When you are going through a divorce, it can feel like the one part of your life that kept you grounded is no longer there. You no longer have a spouse to rely on and the same type of family to come home to after a long day at the office. You may not necessarily have the home you once did either.
You may be sticking it out in your marital home after consulting with your family law attorney. You may have read the book, “The 10 Stupidest Mistakes Men Make When Facing Divorce,” by Cordell & Cordell Co-Founder and Principal Partner Joseph Cordell and decided to follow the advice that unless you were ordered to by a judge, you stay in the house so marital abandonment cannot be used against you.
That said, when the dust settles and your divorce decree is finalized, you will have to decide where to live. For some, they may have received the marital home in the divorce, but you may not necessarily be able to afford that much living space.
You may have to decide between buying or renting a new living space, which can be a difficult decision that requires a deep dive into your post-divorce financial situation. You need to understand what you can and cannot afford, what type of mortgages are available to you, and what the market is like for houses, apartments, and other types of living spaces.
Analyze your finances
In order to do that type of deep divorce that will offer clarity to your post-divorce finances, it may require you to seek the help of a financial advisor, who can help you navigate the tax implications of the divorce process and how you may be able to save money as you budget, save, and recover.

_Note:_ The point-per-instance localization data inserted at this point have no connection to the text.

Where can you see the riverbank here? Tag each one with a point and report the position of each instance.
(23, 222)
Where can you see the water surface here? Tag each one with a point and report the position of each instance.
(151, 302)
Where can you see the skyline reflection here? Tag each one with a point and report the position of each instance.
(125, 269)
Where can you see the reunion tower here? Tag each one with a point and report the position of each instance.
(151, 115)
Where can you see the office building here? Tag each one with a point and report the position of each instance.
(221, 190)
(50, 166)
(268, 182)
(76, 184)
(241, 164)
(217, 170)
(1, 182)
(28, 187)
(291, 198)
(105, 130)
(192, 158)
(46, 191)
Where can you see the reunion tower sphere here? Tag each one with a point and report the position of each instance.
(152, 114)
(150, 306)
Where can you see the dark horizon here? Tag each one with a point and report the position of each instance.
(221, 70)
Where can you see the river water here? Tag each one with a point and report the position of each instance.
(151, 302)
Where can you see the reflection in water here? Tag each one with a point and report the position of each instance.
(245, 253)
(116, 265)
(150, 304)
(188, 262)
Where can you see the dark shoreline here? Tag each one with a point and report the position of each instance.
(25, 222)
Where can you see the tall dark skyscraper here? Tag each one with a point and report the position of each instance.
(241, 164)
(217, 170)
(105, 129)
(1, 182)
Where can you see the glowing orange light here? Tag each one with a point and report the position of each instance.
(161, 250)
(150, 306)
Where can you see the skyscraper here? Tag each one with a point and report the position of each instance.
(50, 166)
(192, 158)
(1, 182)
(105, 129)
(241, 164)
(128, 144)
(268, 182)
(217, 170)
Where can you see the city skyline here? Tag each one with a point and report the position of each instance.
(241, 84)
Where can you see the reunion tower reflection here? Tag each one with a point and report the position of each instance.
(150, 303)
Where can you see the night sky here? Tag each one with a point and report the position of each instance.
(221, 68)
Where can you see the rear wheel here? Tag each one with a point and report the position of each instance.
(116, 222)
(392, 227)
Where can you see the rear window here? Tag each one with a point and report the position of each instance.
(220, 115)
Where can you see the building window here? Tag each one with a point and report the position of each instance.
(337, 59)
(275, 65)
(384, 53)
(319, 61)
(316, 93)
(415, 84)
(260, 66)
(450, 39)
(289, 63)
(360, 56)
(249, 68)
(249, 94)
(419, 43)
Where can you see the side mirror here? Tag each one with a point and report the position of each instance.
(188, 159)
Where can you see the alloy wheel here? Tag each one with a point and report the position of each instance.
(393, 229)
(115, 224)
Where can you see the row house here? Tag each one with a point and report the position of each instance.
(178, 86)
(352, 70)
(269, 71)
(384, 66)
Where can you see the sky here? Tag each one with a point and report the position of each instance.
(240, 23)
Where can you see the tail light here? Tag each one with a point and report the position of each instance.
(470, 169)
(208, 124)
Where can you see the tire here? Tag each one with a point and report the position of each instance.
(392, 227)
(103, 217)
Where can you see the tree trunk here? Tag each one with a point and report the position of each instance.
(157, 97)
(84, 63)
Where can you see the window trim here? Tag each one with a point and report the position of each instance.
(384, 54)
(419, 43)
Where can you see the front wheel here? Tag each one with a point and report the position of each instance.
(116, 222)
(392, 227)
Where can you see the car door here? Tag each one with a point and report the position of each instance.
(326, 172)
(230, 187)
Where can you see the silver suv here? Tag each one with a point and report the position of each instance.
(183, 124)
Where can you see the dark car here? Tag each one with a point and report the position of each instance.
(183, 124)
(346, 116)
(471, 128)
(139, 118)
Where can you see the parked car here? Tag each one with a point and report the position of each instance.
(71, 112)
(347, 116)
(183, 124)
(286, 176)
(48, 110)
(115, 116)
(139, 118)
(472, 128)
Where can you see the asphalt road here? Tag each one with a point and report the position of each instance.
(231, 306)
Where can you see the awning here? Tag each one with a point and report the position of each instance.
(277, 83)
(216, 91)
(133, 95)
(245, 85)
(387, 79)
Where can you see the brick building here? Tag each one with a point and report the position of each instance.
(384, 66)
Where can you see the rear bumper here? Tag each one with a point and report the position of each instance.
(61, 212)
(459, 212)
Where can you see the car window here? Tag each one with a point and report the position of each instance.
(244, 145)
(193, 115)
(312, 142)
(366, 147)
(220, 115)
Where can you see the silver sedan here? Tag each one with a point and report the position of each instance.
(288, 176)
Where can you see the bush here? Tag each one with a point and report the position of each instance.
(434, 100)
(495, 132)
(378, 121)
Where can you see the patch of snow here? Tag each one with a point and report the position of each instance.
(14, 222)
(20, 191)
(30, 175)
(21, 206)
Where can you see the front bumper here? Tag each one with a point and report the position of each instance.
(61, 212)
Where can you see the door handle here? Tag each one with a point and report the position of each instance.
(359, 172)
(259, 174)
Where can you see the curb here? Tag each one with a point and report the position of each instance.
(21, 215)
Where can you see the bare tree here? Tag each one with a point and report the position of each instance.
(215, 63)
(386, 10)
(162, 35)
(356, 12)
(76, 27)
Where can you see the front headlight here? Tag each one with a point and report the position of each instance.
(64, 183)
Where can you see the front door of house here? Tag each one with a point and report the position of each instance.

Having an idea of what your living expenses entail requires you to have a firm grip on what you may owe in alimony or child support per month. You may have to adjust other expenses in order to fit that responsibility into your monthly budget.
Once you figure out what you can afford per month to pay in rent, you can begin to look into mortgage rates and payments, if you feel that you can qualify for them. Deciding between renting and owning requires understanding the benefits of ownership.
Owning as an option
Owning a home can be advantageous. Along with greater privacy and the emotional aspects of homeownership, homes typically increase in value and build equity, according to the nonprofit financial organization, InCharge Debt Solutions. The interest and property tax portion of your mortgage also is tax deductible.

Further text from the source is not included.